Created 10-11-2024 06:32 AM
I renamed a Hive partitioned table DB1.Tab1 to DB1.Tab1_old and then moved another table with the same name but from another database DB2.Tab1 to the first database DB1.Tab1, using the same rename command. It looks like the partitioned directories were merged because when I deleted the first renamed one (DB1.Tab1_old), the moved table partitions (DB1.Tab1) were deleted. I would like to understand why this happened. Regards
Created 10-16-2024 12:56 PM
Hello @Patriciabqc
It seems this was fixed in CDP-7.1.8 according to the TSB, please see the Knowledge base link below.
Created 10-11-2024 08:32 AM
Are you able to reproduce at will?
If so, provide the Cloudera Runtime version and the associated DDL/DML
Created 10-11-2024 08:42 AM
Hi @Patriciabqc
The behavior depends on what was the table type and it's table properties.
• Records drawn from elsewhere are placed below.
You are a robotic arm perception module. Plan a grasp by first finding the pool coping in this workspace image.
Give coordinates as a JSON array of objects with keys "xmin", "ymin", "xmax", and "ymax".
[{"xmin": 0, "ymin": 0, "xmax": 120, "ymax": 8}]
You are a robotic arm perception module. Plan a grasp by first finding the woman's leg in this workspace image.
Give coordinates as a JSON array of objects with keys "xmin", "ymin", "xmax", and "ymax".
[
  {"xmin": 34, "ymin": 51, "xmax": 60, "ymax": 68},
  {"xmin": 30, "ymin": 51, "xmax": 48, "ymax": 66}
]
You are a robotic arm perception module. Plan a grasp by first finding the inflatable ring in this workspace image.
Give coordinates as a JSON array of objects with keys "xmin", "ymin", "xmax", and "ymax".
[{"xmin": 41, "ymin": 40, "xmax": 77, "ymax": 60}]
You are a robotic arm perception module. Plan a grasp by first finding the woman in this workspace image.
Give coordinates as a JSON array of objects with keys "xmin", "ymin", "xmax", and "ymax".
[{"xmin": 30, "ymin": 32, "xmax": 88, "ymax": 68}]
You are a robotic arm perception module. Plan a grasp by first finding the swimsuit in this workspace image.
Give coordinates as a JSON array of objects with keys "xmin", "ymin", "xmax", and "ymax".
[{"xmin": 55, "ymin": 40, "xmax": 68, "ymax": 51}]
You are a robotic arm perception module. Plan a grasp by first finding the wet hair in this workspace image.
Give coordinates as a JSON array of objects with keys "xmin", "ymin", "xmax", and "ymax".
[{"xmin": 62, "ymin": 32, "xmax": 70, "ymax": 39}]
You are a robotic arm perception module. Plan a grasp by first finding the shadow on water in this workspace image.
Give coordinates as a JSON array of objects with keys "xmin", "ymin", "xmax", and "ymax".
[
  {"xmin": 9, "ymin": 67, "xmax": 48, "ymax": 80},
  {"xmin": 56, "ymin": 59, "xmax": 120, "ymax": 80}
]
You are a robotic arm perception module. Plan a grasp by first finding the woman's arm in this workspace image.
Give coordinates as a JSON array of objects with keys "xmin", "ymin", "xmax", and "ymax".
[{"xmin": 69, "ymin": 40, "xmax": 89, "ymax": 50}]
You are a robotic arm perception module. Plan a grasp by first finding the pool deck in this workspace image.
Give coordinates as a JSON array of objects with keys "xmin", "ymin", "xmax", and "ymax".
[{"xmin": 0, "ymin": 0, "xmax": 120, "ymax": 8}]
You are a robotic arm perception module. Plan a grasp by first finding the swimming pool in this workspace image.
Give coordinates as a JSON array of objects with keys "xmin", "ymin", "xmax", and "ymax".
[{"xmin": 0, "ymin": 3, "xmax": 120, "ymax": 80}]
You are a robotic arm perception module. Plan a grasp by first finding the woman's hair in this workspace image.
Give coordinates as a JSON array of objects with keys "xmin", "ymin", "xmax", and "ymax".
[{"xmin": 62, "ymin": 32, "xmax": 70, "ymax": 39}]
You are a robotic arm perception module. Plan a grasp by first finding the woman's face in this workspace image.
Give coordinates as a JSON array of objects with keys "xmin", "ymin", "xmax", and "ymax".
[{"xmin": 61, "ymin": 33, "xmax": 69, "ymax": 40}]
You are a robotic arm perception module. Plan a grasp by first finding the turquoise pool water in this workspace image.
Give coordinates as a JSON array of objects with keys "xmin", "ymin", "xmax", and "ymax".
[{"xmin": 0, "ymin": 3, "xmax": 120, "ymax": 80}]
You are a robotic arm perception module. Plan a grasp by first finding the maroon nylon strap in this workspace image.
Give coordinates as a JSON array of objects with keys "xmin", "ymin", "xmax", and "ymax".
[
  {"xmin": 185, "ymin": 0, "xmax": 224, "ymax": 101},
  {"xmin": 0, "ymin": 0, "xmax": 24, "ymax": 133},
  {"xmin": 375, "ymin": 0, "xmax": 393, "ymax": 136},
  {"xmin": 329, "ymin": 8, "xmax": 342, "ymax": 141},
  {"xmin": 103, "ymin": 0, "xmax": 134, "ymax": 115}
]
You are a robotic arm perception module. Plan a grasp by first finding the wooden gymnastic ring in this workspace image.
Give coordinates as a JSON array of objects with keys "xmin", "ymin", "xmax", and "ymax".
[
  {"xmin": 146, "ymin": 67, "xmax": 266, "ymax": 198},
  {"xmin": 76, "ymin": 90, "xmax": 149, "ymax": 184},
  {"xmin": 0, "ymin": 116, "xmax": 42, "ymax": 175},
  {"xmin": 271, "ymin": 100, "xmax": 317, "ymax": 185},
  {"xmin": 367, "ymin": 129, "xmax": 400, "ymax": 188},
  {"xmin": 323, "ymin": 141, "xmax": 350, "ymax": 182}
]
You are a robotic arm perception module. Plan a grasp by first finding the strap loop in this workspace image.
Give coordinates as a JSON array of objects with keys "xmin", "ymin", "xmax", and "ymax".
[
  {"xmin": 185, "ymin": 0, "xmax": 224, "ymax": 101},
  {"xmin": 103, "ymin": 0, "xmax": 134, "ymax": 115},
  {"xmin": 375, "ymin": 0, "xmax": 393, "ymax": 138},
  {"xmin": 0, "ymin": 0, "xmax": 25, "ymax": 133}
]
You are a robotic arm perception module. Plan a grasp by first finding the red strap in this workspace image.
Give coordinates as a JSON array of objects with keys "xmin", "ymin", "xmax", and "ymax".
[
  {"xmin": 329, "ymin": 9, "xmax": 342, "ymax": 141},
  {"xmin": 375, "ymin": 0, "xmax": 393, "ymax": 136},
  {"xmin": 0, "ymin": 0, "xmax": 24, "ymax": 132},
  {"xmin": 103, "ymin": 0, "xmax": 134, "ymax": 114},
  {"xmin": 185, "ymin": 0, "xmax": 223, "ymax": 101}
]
The CDP version may be also important as there were some fixes around the rename functionality (whether HDFS location is changed) between the versions.
The behavior is different for managed and external tables. If you rename a managed table, it should rename the HDFS location too, so you should not end up in such situations. Because of that I assume these were external tables.
The table property 'TRANSLATED_TO_EXTERNAL'='TRUE' should make an external table behave like a managed table ("legacy CDH managed table" behavior), so when you rename the table the location is also changed, so probably we can rule out this too, but I mention this for clarity that this is also an option - and maybe a way to avoid this in the future.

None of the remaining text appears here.